The five officers from the East Yorkshire Regiment who had arrived in France nine days previously now reported for duty on attachment to 10DWR. They were Lt. Erik Frost Helmsing and 2Lts. John Robert Cass, George Thomas Lotherington, William Taylor and 2Lt. John Henry Walker (see 8th September). They had been posted to 10DWR on the request of Brig. Genl. Lambert (see 9th September), who had recorded in his personal diary for 11th September, “went to 34th Infantry Base Depot at Etaples; got seven (sic.) officers for 10th West Ridings”.


Pte. Joseph Hartley (see 24th July) was admitted via 133rd Field Ambulance to 50th Casualty Clearing Station, suffering from impetigo; he would be discharged and return to duty on 28th September. 


Pte. Robert Whitaker (see 5th July) was admitted to 11th Casualty Clearing Station at Godewaersvelde, east of Poperinghe, suffering from trench fever; two days later he would be evacuated onboard no.15 Ambulance Train (details and destination unknown).

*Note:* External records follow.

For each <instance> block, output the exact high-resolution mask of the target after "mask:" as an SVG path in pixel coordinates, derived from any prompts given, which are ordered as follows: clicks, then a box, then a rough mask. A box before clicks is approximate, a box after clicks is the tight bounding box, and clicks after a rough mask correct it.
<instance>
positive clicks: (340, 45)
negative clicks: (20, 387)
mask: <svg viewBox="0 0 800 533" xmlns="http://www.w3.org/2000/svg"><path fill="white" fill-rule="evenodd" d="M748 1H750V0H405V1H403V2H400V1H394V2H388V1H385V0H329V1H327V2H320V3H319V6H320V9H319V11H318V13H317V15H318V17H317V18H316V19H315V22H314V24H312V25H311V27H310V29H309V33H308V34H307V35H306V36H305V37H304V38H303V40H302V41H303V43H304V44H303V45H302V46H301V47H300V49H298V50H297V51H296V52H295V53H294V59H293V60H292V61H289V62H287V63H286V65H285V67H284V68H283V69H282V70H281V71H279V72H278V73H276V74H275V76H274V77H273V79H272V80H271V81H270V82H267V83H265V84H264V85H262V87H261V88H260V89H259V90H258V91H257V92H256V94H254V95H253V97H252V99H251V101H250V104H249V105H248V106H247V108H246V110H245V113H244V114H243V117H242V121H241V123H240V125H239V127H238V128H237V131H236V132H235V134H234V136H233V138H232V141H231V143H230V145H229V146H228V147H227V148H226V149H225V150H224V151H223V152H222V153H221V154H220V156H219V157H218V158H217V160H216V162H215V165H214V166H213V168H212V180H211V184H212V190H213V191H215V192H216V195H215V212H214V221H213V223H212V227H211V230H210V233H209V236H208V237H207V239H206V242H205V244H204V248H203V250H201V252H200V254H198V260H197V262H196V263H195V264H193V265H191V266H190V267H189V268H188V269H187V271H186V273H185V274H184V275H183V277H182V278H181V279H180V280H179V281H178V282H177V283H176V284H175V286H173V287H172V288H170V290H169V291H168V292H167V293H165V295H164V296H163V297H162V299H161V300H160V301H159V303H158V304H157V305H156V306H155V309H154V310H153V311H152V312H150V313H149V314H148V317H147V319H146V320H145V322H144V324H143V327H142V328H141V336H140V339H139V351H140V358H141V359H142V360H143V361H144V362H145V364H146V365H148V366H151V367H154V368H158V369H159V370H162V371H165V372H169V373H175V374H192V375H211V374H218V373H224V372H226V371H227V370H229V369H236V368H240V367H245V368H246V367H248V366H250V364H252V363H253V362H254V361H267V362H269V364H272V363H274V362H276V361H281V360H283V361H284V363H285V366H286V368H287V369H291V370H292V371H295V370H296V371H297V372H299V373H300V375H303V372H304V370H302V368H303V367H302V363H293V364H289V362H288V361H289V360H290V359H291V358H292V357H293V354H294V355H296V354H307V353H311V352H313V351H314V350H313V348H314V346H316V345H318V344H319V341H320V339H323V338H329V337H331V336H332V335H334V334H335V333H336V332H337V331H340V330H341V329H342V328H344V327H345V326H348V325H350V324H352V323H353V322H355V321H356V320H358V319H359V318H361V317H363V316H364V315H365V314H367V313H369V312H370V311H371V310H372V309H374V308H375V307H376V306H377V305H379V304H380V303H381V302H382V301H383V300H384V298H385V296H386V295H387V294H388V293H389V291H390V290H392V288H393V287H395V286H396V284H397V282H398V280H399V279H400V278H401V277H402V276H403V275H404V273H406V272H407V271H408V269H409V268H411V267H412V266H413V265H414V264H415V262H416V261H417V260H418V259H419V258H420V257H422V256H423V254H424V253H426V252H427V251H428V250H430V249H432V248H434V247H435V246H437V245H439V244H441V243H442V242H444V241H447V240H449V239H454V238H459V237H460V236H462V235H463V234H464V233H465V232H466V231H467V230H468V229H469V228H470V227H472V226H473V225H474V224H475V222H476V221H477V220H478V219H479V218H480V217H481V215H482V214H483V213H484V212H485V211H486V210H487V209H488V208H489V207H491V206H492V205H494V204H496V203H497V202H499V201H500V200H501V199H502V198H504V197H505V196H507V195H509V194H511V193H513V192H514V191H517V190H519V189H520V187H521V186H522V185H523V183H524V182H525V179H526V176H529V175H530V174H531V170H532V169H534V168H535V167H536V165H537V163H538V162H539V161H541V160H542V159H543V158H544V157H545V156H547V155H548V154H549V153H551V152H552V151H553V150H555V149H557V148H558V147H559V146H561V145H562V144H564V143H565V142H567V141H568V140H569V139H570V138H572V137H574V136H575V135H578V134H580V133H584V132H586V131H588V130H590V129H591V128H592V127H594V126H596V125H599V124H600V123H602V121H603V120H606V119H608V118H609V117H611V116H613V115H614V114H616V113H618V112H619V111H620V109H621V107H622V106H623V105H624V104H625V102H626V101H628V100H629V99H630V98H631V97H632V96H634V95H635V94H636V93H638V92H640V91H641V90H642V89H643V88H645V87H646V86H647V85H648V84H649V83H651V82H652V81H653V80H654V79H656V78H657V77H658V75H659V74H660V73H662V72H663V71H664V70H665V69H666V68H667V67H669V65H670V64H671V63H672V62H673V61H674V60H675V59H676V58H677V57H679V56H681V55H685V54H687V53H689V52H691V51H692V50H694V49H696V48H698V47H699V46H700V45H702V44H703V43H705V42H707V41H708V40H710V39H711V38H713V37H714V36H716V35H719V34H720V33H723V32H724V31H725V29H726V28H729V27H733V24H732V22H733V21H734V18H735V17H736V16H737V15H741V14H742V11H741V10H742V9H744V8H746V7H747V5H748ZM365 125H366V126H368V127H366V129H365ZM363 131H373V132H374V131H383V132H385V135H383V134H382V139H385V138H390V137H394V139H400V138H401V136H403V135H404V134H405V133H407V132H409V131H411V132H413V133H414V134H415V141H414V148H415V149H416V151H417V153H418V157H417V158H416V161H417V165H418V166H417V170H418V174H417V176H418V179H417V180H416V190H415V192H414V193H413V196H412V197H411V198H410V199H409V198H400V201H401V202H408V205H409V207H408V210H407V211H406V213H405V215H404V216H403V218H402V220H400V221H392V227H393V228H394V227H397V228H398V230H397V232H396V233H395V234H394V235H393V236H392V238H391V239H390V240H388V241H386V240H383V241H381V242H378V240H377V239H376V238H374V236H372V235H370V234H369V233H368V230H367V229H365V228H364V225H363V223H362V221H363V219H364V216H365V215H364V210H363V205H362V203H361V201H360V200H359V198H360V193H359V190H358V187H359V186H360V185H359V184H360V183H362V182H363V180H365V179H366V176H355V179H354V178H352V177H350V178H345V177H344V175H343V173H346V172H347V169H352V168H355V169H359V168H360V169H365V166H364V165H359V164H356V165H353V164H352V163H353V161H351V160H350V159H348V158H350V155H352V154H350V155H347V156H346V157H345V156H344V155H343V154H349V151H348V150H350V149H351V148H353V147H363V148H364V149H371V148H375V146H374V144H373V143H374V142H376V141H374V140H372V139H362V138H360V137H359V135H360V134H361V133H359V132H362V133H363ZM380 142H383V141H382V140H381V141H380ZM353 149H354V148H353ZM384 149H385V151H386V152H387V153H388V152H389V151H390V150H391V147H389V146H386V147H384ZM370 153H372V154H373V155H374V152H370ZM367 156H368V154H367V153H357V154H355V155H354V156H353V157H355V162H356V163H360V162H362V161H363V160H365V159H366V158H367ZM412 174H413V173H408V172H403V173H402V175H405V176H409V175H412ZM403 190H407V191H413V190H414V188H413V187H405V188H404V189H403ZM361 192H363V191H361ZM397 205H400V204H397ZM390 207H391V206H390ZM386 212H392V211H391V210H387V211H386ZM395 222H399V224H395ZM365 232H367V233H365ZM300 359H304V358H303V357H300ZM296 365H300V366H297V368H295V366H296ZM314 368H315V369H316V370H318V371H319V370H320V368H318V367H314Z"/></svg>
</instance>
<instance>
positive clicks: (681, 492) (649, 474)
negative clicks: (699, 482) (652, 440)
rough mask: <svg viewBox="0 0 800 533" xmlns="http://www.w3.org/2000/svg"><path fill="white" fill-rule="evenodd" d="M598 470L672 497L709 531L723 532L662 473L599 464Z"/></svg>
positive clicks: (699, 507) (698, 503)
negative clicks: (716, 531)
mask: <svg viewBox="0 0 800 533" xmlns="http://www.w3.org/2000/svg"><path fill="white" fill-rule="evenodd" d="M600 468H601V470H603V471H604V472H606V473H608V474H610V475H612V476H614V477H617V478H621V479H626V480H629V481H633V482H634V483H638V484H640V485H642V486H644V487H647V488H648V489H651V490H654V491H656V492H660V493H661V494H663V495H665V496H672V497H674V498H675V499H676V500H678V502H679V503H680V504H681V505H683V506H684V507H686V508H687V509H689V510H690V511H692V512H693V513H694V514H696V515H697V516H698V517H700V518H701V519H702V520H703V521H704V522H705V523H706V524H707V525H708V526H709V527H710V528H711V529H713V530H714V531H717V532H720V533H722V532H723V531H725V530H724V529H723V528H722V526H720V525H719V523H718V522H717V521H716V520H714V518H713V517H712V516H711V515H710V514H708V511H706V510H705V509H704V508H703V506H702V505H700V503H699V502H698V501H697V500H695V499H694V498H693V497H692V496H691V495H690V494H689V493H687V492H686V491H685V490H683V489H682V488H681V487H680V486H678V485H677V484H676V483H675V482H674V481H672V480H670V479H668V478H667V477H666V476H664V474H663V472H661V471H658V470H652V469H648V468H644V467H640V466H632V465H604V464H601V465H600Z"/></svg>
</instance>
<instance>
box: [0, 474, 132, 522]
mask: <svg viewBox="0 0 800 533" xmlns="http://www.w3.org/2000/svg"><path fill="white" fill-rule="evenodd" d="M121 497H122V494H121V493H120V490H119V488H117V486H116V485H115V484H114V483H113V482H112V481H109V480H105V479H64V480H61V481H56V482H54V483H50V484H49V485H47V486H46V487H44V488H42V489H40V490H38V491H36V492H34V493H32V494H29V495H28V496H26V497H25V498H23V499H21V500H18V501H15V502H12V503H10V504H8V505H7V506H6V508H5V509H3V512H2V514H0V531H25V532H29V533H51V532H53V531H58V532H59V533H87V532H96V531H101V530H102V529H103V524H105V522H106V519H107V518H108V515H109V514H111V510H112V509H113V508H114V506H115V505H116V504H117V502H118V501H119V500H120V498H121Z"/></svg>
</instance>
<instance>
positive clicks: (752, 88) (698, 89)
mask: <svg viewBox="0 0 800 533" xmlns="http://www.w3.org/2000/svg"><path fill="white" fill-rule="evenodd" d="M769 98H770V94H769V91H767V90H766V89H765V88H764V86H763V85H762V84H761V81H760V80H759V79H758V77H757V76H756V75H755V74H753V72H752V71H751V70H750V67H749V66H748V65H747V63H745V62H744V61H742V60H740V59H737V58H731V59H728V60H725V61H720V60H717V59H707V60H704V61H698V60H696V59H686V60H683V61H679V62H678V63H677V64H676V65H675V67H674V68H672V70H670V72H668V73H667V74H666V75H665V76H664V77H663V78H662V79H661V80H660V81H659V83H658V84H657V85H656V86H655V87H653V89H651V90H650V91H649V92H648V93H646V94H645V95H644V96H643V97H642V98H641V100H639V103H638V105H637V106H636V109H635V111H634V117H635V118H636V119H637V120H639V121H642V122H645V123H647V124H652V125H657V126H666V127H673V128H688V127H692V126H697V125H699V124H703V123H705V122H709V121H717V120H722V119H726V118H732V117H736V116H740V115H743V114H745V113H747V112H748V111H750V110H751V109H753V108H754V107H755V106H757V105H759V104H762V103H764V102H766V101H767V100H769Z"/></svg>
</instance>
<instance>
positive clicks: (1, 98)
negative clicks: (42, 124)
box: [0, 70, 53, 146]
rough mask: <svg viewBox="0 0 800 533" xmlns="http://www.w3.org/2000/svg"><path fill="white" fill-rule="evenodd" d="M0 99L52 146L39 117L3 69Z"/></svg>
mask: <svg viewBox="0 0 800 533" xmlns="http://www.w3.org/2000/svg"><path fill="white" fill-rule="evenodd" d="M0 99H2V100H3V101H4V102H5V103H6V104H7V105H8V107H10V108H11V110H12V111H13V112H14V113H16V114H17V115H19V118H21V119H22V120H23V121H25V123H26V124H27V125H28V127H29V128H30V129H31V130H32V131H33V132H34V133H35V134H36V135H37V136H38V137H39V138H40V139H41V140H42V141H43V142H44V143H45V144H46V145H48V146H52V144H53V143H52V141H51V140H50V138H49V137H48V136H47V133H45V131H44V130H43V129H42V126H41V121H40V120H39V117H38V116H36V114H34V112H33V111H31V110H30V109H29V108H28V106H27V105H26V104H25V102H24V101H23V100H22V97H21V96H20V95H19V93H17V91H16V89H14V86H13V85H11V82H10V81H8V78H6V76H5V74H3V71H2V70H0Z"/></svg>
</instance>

Pte. George Albert Wright (see 8th September) was transferred from 34th Infantry Base Depot, also at Etaples to 148th Labour Company, Labour Corps.
Lt. Daniel William Paris Foster (see 23rd February), former Quartermaster 10DWR, who had been in England since being taken ill in mid-November 1916 and had been posted to 3DWR, being unfit for further overseas service, was promoted Captain and posted as Adjutant of a Prisoner of War Camp at Winchester (he would later serve in a similar post in a Camp at Banbury).

Capt. Daniel William Paris Foster
Image by kind permission of the Trustees of the DWR Museum




L.Cpl. Henry Wood Thrippleton (see 29th December 1916; it is not clear when he had been promoted), serving with 83rd Training Reserve Battalion at Gateshead, was reported as ‘overstaying his pass’; he would return three days later and would forfeit four days’ pay and be deprived of his Lance Corporal’s stripe.
Pte. Sydney Charles Nicholls (see 1st May), who had been transferred to the Army Reserve Class P in May, after contracting ‘trench fever’ whilst in France, appeared before a further Army Medical Board. The Board confirmed his discharge from the service but declared his disability to be temporary and assessed it at less than 5%. He was, therefore not to be granted a service pension, but he was awarded a one-off gratuity payment of £33; this being made up of a basic payment of £15, plus £3 for his two years’ service and £15 in respect of his having three young children. He was also awarded the Silver War Badge.

A payment of £4 17s. 5d. was authorised, being the amount due in pay and allowances to the late Pte. John Overend (see 6th October 1916) who had been officially missing in action since October 1916; the payment would go to his father, William. 
The Supplement to the London Gazette published notice of the award of the Military Medal to L.Cpl. Wilson Pritchard, (see 14th September). He had been awarded the decoration following his conduct in action in early August, “On August 3rd, whilst acting as Corps Observer, when reinforcements were called for by a Battalion of the Gloucester Regiment. He took command of a party of 40 men and helped to repel a German counter-attack and on 5th August, after breaking through and penetrating the German lines for a considerable distance his party was blown up in a German dug-out, and he dug out and rescued a wounded man of the Gloucester Regiment, carrying him about 1,000 yards through the German lines”.